Von Melanie Brandl 17.10.2005, 12:02

Freiburg/dpa. - Kaum ein Werbespruch hat sich so in den Köpfen der Menschen festgesetzt wie «Geiz ist geil». Sparsamkeit hat wieder Konjunktur. Doch der Grat zwischen Preisbewusstsein und Knickrigkeit ist schmal, erklärt Benimm-Expertin Elisabeth Bonneau.

«Sparsamkeit an sich kann man, gerade in der heutigen Zeit, niemandem vorwerfen.» Geiz hingegen beinhalte, dass ein anderer zum eigenen Vorteil benachteiligt wird, sagt Bonneau. «Dann ist diese Eigenschaft eindeutig negativ konnotiert.» Rainer Nitsche aus Berlin, der «Das große Buch vom Geiz» geschrieben hat, fügt hinzu: «Geiz ist eine vehemente Leidenschaft, die einen selbst regelrecht zerfressen kann.»

Ein wirklicher Geizhals merke meist gar nicht, dass er geizig ist, sagt Nitsche. «Der hält alle anderen um sich herum für merkwürdig, nicht sich selbst.»

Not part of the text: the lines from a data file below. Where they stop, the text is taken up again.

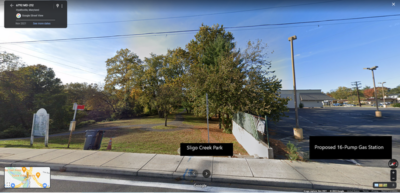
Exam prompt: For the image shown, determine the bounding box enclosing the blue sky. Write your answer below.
[0,0,399,93]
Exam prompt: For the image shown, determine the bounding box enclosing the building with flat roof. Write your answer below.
[279,89,335,108]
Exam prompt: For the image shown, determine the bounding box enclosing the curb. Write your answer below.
[211,174,313,189]
[0,160,393,191]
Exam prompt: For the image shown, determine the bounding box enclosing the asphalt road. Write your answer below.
[0,171,302,192]
[271,107,400,167]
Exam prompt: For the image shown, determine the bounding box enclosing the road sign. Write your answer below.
[77,105,85,110]
[72,103,84,110]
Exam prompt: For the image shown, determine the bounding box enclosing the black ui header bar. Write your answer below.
[4,1,67,28]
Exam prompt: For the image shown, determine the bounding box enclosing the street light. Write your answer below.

Wenn Geiz in Genussfeindlichkeit und reines Besitzstreben mündet, sei es höchste Zeit, etwas dagegen zu tun, betont die Psychologin Doris Wolf aus Mannheim. Ertappt man sich selbst dabei, wie Dagobert Duck die Taler zu horten, hilft es nur, nach und nach die eigenen Werte umzudefinieren. Statt «Hauptsache billig» sollte die Frage nach dem, was einem gut tut, im Mittelpunkt stehen.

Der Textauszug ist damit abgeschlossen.